The history about Alan Wake found in six chapters, each lasting a few hours in length. Each turns out to have the lovely balance between gameplay and narrative delivery, with complementary material filling the world through pages of Alan’s unauthorized book telling about the future. The story is entertaining and has all the possibilities for the cult hit it became, answered some questions but let the players hypothesize what is coming. The DLC chapters must be played after the end of the main campaign. Although they have a narrative purpose for spoiler reasons, these arise as several ‘challenge methods’ in terms of offering the quality and quantity that the main chapters do.

Gameplay takes the form of a third-person shooter that mostly sees you take control of Alan as he travels across Night Falls in the evening when shadows come to attack him. By being consistent with the story of light and darkness, your primary means of defense is a flashlight that can be used to weaken and stun enemies before firing them with one of several firearms or light-based objects that can be thrown. As someone who is not necessarily good at any shooting game, I can attest to that Alan Wake is very accessible to everyone at any level. The challenge is not so much “can I hit this enemy” but more “can I use my limited ammunition in the best way so as not to run dry / be overrun by shadows”. Having less emphasis on your actual ‘shooter genre’ talent gives a greater focus on using light to your advantage.

Alan Wake Remastered 2

The biggest change in Alan Wake Remastered comes from the element you would expect from any Remaster – the visual. Despite being available on PlayStation 5, Xbox Series X | S and Windows PC, some of the advanced graphics features such as ray-tracing or multiple visual profiles are not available, which is a real shame — especially for a game that makes so frequent use of light choices to evoke certain emotions in the player. The changes from the Xbox 360 to the latest generation consoles are nonetheless impressive – with 4K graphics at 60 fps, reworked movie scenes, updated character models and general improvements to the environment and lighting. You would be hard pressed to call it one of the most beautiful games so far in this generation, but is a significant improvement over the original.

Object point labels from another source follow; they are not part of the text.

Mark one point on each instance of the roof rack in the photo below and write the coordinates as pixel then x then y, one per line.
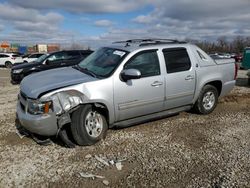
pixel 145 42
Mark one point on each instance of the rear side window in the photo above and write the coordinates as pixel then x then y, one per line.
pixel 146 62
pixel 177 60
pixel 73 54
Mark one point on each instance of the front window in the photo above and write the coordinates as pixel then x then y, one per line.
pixel 103 62
pixel 42 58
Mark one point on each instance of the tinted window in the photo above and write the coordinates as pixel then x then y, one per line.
pixel 201 55
pixel 146 62
pixel 176 60
pixel 57 56
pixel 73 54
pixel 32 56
pixel 103 61
pixel 4 56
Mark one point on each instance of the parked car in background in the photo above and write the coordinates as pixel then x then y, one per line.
pixel 238 57
pixel 9 59
pixel 119 85
pixel 32 57
pixel 246 58
pixel 48 61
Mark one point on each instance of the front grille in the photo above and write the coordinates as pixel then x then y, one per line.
pixel 23 101
pixel 23 95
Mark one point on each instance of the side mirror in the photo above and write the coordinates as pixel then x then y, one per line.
pixel 47 62
pixel 129 74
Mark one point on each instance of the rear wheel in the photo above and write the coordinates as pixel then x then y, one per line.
pixel 8 64
pixel 88 125
pixel 207 100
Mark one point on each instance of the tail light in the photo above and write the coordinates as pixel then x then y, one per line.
pixel 235 70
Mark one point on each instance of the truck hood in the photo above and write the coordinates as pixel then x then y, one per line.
pixel 25 65
pixel 35 84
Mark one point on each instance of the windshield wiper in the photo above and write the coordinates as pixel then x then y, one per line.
pixel 85 70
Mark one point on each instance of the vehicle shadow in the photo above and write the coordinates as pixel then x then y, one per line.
pixel 243 82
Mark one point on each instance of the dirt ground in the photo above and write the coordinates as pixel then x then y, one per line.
pixel 186 150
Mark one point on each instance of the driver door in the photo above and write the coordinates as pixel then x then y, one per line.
pixel 142 96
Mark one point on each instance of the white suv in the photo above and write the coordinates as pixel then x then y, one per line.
pixel 8 59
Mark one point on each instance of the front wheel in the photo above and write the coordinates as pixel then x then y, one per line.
pixel 207 100
pixel 8 64
pixel 88 125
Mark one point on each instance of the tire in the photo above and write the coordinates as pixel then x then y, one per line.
pixel 88 126
pixel 8 64
pixel 207 100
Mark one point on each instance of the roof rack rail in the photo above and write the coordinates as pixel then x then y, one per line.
pixel 144 42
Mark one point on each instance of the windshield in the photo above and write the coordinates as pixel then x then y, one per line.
pixel 103 62
pixel 41 58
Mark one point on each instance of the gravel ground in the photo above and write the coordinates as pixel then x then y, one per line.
pixel 186 150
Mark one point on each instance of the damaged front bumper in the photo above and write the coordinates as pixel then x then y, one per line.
pixel 45 124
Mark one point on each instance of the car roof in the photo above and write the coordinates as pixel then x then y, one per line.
pixel 136 44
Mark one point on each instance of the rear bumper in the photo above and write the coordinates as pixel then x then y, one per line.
pixel 45 125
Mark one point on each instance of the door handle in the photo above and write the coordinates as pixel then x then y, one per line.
pixel 189 77
pixel 157 84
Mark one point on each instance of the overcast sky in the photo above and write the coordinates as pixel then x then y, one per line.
pixel 97 22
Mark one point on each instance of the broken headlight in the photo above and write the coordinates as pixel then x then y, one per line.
pixel 36 107
pixel 65 100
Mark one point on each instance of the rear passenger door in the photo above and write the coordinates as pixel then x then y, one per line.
pixel 138 97
pixel 180 78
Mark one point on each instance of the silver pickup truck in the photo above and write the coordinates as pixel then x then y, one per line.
pixel 126 83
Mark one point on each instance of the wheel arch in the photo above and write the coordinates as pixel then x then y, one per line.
pixel 98 106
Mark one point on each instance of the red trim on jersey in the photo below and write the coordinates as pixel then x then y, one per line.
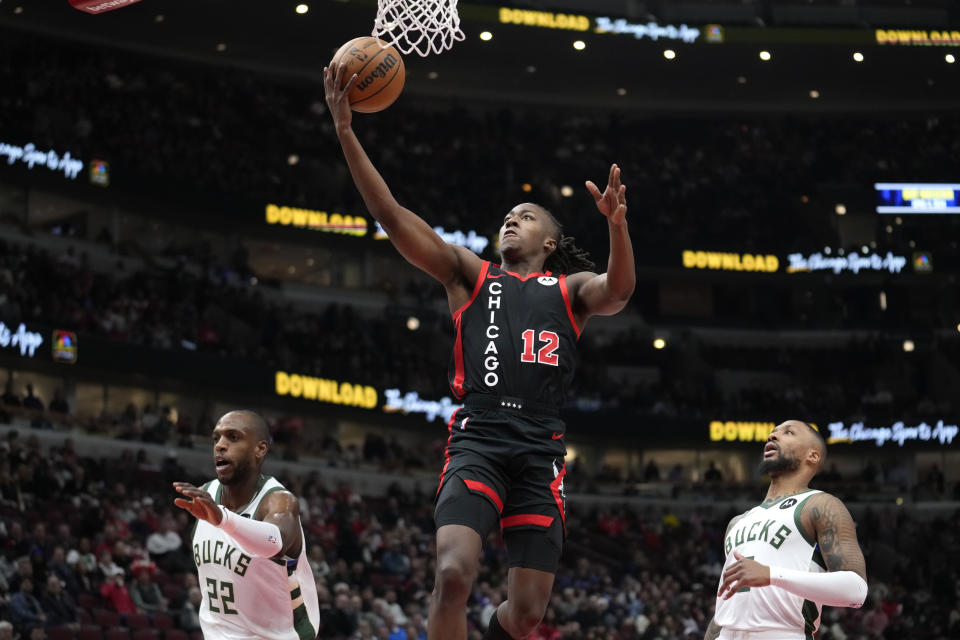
pixel 459 373
pixel 446 451
pixel 476 289
pixel 566 303
pixel 523 278
pixel 555 490
pixel 526 518
pixel 475 485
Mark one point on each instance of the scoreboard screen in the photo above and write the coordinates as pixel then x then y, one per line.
pixel 906 197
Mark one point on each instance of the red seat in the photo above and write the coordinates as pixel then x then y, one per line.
pixel 89 632
pixel 162 621
pixel 59 633
pixel 88 601
pixel 138 621
pixel 106 619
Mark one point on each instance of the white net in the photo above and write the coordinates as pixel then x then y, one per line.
pixel 421 26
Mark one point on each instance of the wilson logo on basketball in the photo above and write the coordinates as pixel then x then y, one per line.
pixel 380 71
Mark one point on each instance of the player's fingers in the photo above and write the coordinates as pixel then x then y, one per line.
pixel 350 82
pixel 594 191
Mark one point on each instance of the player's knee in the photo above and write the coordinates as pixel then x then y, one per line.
pixel 454 580
pixel 525 615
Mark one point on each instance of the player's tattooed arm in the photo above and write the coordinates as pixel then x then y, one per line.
pixel 836 534
pixel 282 509
pixel 713 631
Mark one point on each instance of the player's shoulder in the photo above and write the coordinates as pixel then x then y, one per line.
pixel 737 518
pixel 575 280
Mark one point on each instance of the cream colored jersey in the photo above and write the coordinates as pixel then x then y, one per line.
pixel 772 535
pixel 246 597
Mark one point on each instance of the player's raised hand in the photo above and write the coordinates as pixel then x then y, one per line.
pixel 745 572
pixel 337 89
pixel 613 201
pixel 198 502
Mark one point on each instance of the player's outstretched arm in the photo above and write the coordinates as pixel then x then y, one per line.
pixel 608 293
pixel 844 584
pixel 410 234
pixel 282 509
pixel 713 630
pixel 259 539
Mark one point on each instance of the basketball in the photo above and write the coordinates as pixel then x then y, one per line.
pixel 380 73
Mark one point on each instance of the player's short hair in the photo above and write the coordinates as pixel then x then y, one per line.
pixel 821 441
pixel 258 425
pixel 567 258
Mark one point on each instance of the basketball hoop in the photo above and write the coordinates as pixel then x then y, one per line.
pixel 421 26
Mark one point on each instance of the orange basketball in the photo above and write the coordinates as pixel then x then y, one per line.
pixel 380 70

As mentioned earlier, the only new addition to Alan Wake Remastered is a new audio annotation that can be turned on and off (or even with the original limited edition audio annotations) in the Settings menu. The new comment comes exclusively from Alan Wake’s lead author Sam Lake, who talks about spoiler-full content about both Alan Wake and Control. I love this little touch and the comment was very interesting to hear. Unfortunately, it was hard to hear over the overall gameplay, and it would have been nice to have been able to pause the game to listen to it without the other audiovisual distractions.

Alan Wake is one of those cult classic video games that really deserves all the attention and recognition it receives. Although it has not yet received the long-awaited successor (outside of Alan Wake’s American Nightmare, which is … a game), hopes here that this release along with Control continues to welcome newcomers to this classic … and that it leads to something more prominent in the years to come.

A PlayStation 5 review code for Alan Wake Remastered was provided by Australian distributor Five Star Games.